With toxic hemlock and chalk, I stalked my livestock.
I led a sow to the shed and dropped the lock.
Inside, the tied-up swine squealed and whined while I drew the nine lines.
Nimble, each symbol intertwined, and it was time.
Lop, knock, shock.
Hurt, blurt, squirt.
Blood flooded the muddy floor and tore wide a portal in the dirt.
So, morose of heart, I embarked to spirit-curse an oligarch.

But fire discharged, with a roar from the stygian door, and curled a harsh arc.
Carving in the dark, I must have missed a mark.
My mistake created an earthquake.
Shaking the hate I sought to slake.
The light.
A fight.
My oversight.
Where the smoke had cleared, I feared the spell had veered.
My barn, my Virginia farm, it all had disappeared.

Shocked, I walked and sought to concoct a plot to salvage my shot.
I had tried to avoid people destroyed.
Instead, I allowed them to drown when I toyed with the void.
Approaching a town, I looked around, raised a brow, and wondered where I was now.
I scowled at the outfits, the houses, the oak and iron hand-plough.
When. That was my concern.
Now, with my return untenable, I ensured the world would burn.
Because of my slip.
My one-way trip.
Fingers in a fist, it would soon be fixed.
I may not reappear in my year, but I could still inflict a shift.
An idea of extremes.
A sacrifice to weaken these dreams, but once complete, it would justify the means.
The darkest of deeds, yet the starkest of needs.

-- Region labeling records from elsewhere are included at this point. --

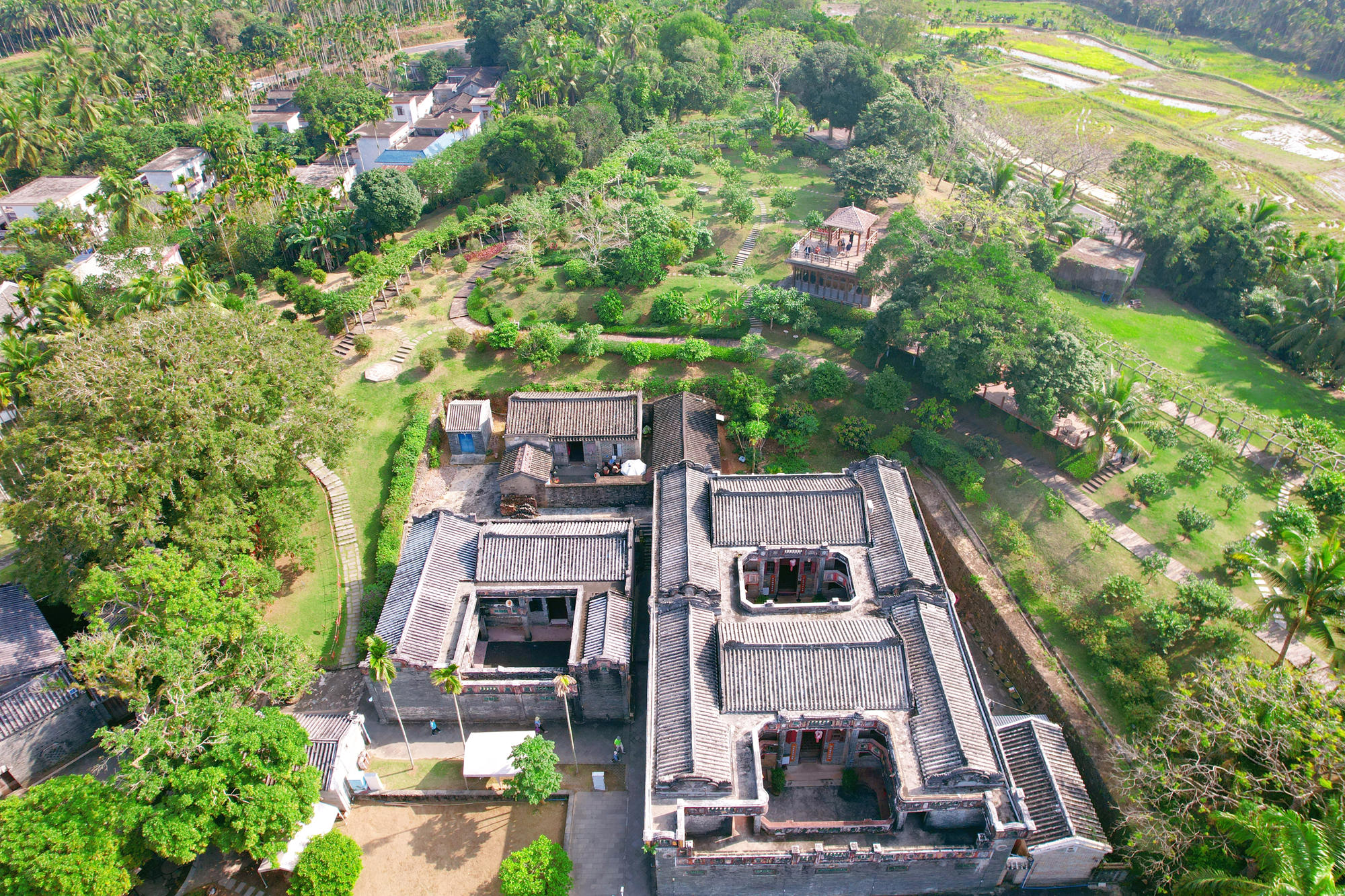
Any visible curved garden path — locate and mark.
[304,458,364,669]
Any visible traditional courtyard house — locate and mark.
[0,175,102,226]
[444,398,498,457]
[0,585,109,797]
[1050,237,1145,301]
[995,716,1111,888]
[136,147,215,199]
[295,713,370,814]
[648,391,721,471]
[787,206,878,308]
[370,510,635,725]
[644,458,1104,896]
[350,121,412,172]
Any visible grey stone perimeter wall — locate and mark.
[912,477,1122,831]
[654,844,1009,896]
[537,477,654,507]
[0,694,106,786]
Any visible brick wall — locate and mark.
[537,477,654,507]
[912,478,1120,830]
[0,694,106,786]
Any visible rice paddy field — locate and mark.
[931,6,1345,235]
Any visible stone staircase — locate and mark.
[304,458,364,669]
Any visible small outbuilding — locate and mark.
[1050,238,1145,301]
[444,398,495,457]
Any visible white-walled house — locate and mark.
[136,147,215,199]
[0,175,102,223]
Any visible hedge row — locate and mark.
[359,407,429,643]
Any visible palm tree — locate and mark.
[94,168,159,237]
[1236,529,1345,666]
[551,673,580,776]
[1076,370,1150,466]
[364,635,416,771]
[429,663,467,751]
[1173,802,1345,896]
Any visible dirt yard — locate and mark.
[344,803,565,896]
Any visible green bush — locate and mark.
[593,289,625,327]
[1177,505,1215,538]
[1267,505,1321,541]
[289,830,364,896]
[831,417,876,454]
[863,366,911,413]
[1127,470,1171,505]
[808,360,850,401]
[1303,470,1345,517]
[621,341,654,367]
[487,320,518,348]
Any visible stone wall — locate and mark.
[654,844,1010,896]
[0,693,106,786]
[537,477,654,507]
[912,477,1120,830]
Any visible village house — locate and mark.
[785,206,878,308]
[644,458,1107,896]
[0,585,110,797]
[0,175,102,226]
[136,147,215,199]
[370,510,635,725]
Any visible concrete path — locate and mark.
[304,458,364,669]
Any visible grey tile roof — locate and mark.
[720,616,911,713]
[650,391,720,470]
[0,585,66,681]
[580,591,632,665]
[499,441,551,482]
[375,512,480,666]
[995,716,1107,846]
[710,474,869,548]
[889,591,1002,786]
[0,663,85,739]
[849,458,939,594]
[504,391,640,438]
[476,518,631,583]
[658,464,720,594]
[444,398,491,432]
[651,603,733,787]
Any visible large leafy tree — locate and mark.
[790,40,892,136]
[0,302,346,598]
[0,775,148,896]
[350,168,425,239]
[1120,659,1345,892]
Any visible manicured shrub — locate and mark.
[621,341,654,367]
[1177,505,1215,538]
[1303,470,1345,517]
[833,417,876,454]
[808,360,850,401]
[863,367,911,413]
[1127,470,1171,505]
[593,289,625,327]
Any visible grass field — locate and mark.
[266,479,343,663]
[1052,288,1345,419]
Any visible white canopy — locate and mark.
[463,731,533,778]
[257,803,339,872]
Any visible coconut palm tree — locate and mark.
[364,635,416,771]
[1076,370,1150,464]
[1236,529,1345,666]
[1173,803,1345,896]
[429,663,467,749]
[551,673,580,776]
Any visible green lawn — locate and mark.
[1052,288,1345,419]
[266,479,344,663]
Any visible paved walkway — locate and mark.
[304,458,364,669]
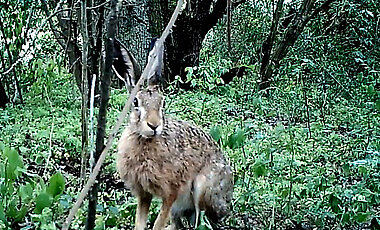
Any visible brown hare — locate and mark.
[117,38,233,230]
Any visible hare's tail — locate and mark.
[193,163,233,223]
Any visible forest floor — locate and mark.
[0,73,380,230]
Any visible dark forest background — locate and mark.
[0,0,380,229]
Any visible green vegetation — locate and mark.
[0,0,380,230]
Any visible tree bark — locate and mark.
[86,0,118,230]
[0,79,9,108]
[150,0,235,88]
[260,0,284,89]
[81,0,89,184]
[0,20,24,104]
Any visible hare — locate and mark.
[116,38,233,230]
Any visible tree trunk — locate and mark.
[0,20,24,104]
[260,0,284,87]
[81,0,89,184]
[86,0,118,229]
[0,79,9,108]
[150,0,230,87]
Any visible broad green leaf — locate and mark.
[367,85,376,96]
[354,212,370,223]
[46,173,65,197]
[6,198,18,218]
[15,206,28,221]
[374,99,380,112]
[253,162,267,177]
[210,126,221,141]
[329,194,342,213]
[34,192,52,214]
[19,183,33,200]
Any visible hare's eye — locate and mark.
[133,98,139,107]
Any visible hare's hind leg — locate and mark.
[153,195,177,230]
[135,193,152,230]
[192,174,206,228]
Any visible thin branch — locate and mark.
[87,0,111,10]
[62,0,184,230]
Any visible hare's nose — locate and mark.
[146,122,158,131]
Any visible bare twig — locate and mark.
[62,0,184,230]
[87,0,111,10]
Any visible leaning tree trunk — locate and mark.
[0,79,9,108]
[86,0,120,229]
[149,0,232,86]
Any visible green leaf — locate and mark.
[15,206,28,222]
[329,194,342,213]
[6,198,18,218]
[7,149,24,169]
[367,85,375,96]
[210,125,222,141]
[46,173,65,197]
[19,183,33,200]
[374,99,380,112]
[354,212,370,223]
[34,192,52,214]
[253,162,267,177]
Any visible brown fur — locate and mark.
[117,88,233,230]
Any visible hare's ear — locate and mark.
[148,38,164,86]
[112,39,141,92]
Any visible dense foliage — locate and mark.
[0,0,380,229]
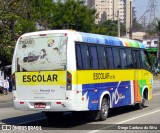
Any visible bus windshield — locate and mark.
[16,34,67,71]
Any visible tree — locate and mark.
[0,0,36,66]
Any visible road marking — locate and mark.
[0,101,13,104]
[15,117,47,125]
[88,109,160,133]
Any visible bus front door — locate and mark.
[132,50,142,103]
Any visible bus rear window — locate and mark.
[16,34,67,71]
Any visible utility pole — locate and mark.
[129,0,132,39]
[117,10,121,37]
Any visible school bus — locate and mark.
[12,30,153,120]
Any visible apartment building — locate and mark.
[85,0,132,30]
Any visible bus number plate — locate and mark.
[34,103,46,108]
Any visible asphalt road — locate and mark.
[0,81,160,133]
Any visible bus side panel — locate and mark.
[77,70,134,110]
[141,70,153,100]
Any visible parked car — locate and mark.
[0,79,9,95]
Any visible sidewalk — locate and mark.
[0,92,12,103]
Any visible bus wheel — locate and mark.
[43,112,63,120]
[100,98,109,121]
[2,89,8,95]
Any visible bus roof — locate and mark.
[21,30,145,48]
[77,32,145,48]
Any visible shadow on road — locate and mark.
[1,106,147,130]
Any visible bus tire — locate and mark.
[135,102,144,109]
[2,89,8,95]
[85,110,99,121]
[43,112,63,121]
[99,97,109,121]
[135,93,147,109]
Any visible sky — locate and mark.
[132,0,160,23]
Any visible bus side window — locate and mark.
[80,45,91,69]
[126,48,134,69]
[76,45,83,69]
[97,46,108,69]
[132,50,141,69]
[141,50,152,72]
[120,49,127,69]
[106,47,114,69]
[90,46,99,69]
[112,48,121,68]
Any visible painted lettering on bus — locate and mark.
[23,74,58,82]
[93,73,115,80]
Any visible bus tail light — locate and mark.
[67,72,72,90]
[12,73,16,90]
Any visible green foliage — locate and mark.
[132,18,144,31]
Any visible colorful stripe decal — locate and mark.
[74,32,145,48]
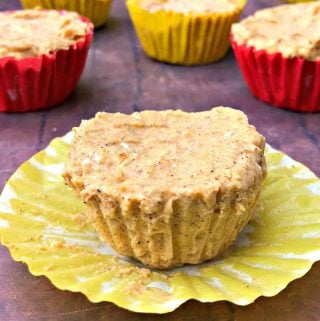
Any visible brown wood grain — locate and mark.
[0,0,320,321]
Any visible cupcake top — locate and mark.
[0,9,90,58]
[140,0,242,13]
[231,1,320,61]
[65,107,264,199]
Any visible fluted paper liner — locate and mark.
[231,35,320,112]
[0,18,93,112]
[0,134,320,313]
[127,0,246,65]
[21,0,112,27]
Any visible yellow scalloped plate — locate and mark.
[0,133,320,313]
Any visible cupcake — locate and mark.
[0,9,93,112]
[127,0,245,65]
[21,0,112,27]
[64,107,266,269]
[231,1,320,112]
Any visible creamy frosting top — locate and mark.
[65,107,264,197]
[0,9,90,58]
[231,1,320,61]
[140,0,241,13]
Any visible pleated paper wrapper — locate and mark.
[0,134,320,313]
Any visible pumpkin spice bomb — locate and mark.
[64,107,266,268]
[231,1,320,112]
[126,0,246,65]
[0,9,93,112]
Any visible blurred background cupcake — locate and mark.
[21,0,112,27]
[231,1,320,112]
[0,9,93,112]
[127,0,245,65]
[285,0,318,3]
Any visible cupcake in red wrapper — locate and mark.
[231,1,320,112]
[0,9,93,112]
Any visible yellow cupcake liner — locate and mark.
[127,0,246,65]
[0,133,320,313]
[21,0,112,27]
[285,0,317,3]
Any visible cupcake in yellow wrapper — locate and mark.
[127,0,246,65]
[21,0,112,27]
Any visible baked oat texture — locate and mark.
[231,1,320,61]
[0,9,90,59]
[64,107,266,268]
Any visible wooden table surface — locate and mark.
[0,0,320,321]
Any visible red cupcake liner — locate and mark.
[0,17,93,112]
[230,35,320,112]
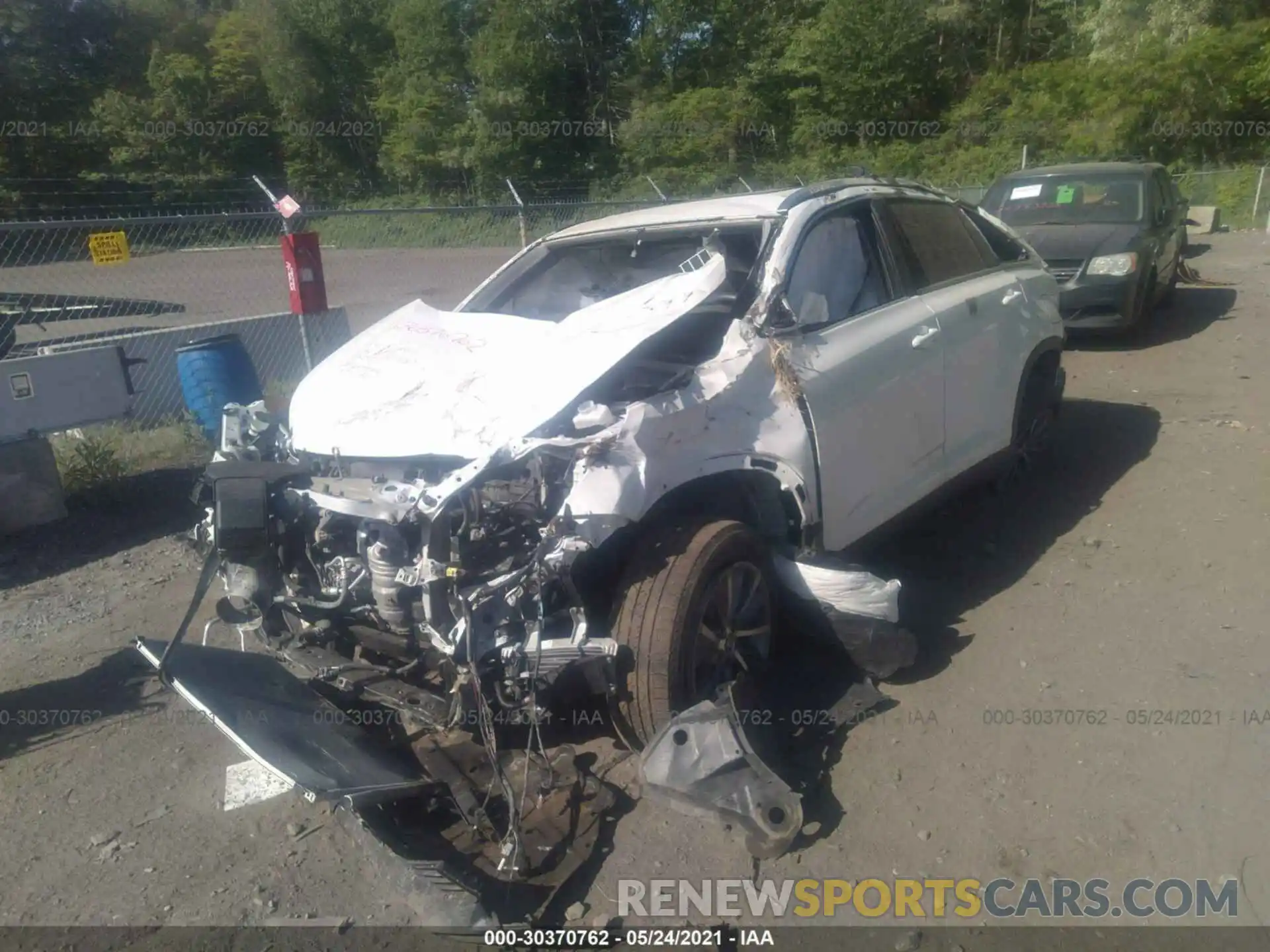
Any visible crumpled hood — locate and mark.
[290,255,726,459]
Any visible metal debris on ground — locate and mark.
[1177,262,1232,288]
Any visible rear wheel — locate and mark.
[613,519,775,746]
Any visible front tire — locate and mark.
[997,367,1058,491]
[613,519,775,748]
[1125,272,1157,338]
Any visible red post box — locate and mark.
[282,231,326,313]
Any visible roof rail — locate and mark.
[777,165,874,212]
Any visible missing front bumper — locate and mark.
[135,639,614,929]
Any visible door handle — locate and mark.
[913,327,940,346]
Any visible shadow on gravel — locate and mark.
[0,647,156,760]
[1067,286,1238,350]
[857,400,1160,683]
[0,468,198,592]
[736,400,1160,850]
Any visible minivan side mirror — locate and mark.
[763,291,798,333]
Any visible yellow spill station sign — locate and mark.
[87,231,128,264]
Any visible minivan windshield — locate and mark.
[979,173,1146,226]
[464,225,762,321]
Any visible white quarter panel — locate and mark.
[790,298,944,551]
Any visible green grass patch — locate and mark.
[50,419,212,496]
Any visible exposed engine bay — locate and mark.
[137,243,912,926]
[197,405,616,726]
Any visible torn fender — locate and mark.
[565,321,819,545]
[290,255,726,459]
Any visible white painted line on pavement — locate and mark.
[225,760,296,810]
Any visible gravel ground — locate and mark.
[0,246,517,342]
[0,235,1270,926]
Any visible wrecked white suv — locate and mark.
[134,178,1063,919]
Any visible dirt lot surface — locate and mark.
[0,235,1270,924]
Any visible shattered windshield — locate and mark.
[979,173,1144,226]
[465,225,762,321]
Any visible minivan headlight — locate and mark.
[1085,251,1138,277]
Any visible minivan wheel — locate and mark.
[1125,272,1156,337]
[613,519,775,748]
[1160,251,1183,307]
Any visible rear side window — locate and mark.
[886,199,997,291]
[785,204,890,327]
[966,212,1027,262]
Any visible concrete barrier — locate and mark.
[0,436,66,536]
[1186,204,1222,237]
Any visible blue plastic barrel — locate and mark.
[177,334,264,442]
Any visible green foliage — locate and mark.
[7,0,1270,208]
[58,436,124,495]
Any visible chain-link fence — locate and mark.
[0,167,1270,467]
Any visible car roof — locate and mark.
[551,188,798,239]
[550,177,943,241]
[1001,163,1161,179]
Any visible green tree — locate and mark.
[373,0,475,189]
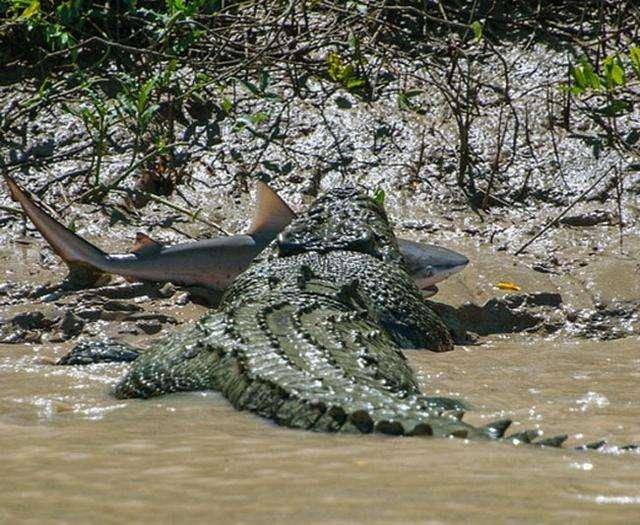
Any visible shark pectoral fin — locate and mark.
[131,232,162,256]
[247,181,295,237]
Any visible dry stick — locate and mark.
[514,166,614,255]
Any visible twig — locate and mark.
[514,166,614,255]
[114,188,231,235]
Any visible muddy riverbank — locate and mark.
[0,2,640,524]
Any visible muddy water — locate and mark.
[0,336,640,523]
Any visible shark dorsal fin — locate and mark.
[131,232,162,255]
[247,181,295,236]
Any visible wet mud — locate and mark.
[0,29,640,523]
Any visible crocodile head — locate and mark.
[277,187,402,264]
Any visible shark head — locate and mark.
[398,239,469,297]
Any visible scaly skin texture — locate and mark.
[72,188,576,446]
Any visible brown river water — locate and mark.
[0,224,640,524]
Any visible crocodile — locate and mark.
[56,187,601,448]
[4,173,469,297]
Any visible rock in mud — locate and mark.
[428,292,564,342]
[559,210,617,227]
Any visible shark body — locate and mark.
[5,174,469,297]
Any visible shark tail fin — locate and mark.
[247,181,295,237]
[3,173,106,284]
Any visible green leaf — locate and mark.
[602,56,626,90]
[220,97,233,115]
[20,0,40,20]
[371,188,385,206]
[629,46,640,79]
[240,80,262,97]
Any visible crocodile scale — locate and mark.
[69,188,580,446]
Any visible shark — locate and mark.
[4,173,469,297]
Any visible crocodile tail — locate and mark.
[4,173,106,284]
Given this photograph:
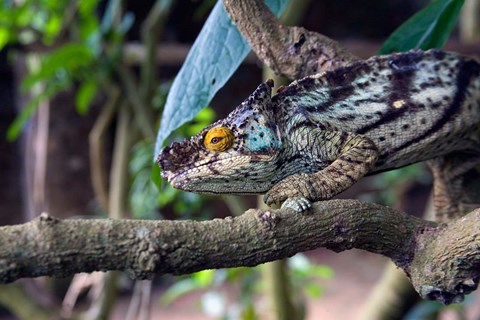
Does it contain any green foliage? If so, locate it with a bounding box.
[161,254,334,319]
[155,0,287,154]
[129,107,215,219]
[0,0,133,140]
[379,0,464,54]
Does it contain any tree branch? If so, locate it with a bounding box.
[223,0,358,79]
[0,200,480,304]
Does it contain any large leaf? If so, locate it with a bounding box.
[379,0,464,54]
[155,0,288,154]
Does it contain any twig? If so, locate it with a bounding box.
[141,0,172,103]
[88,87,120,212]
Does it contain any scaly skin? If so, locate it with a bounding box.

I spotted the man as he scanned the farmland, instruments, ink, and surveys strapped to a stand.
Crossing the promised land, I smiled and offered a hand.
He took hold and I slipped the sow-blade from inside my coat.
I drove it deep in his throat.
He groped and I held a hand over his open mouth and nose, “Shhhh …”
Lowering with a groan, he dropped his notes.
Blood rose, coating our clothes.
While George bled, to myself, I said, “Long live the King. Democracy is dead.”
And yet, I wept.

November 2016’s Fantasy Faction monthly contest was about a time-traveler to the year 1750. That, combined with an election that deeply affected me produced this poem. (promise i won’t write many more of these!)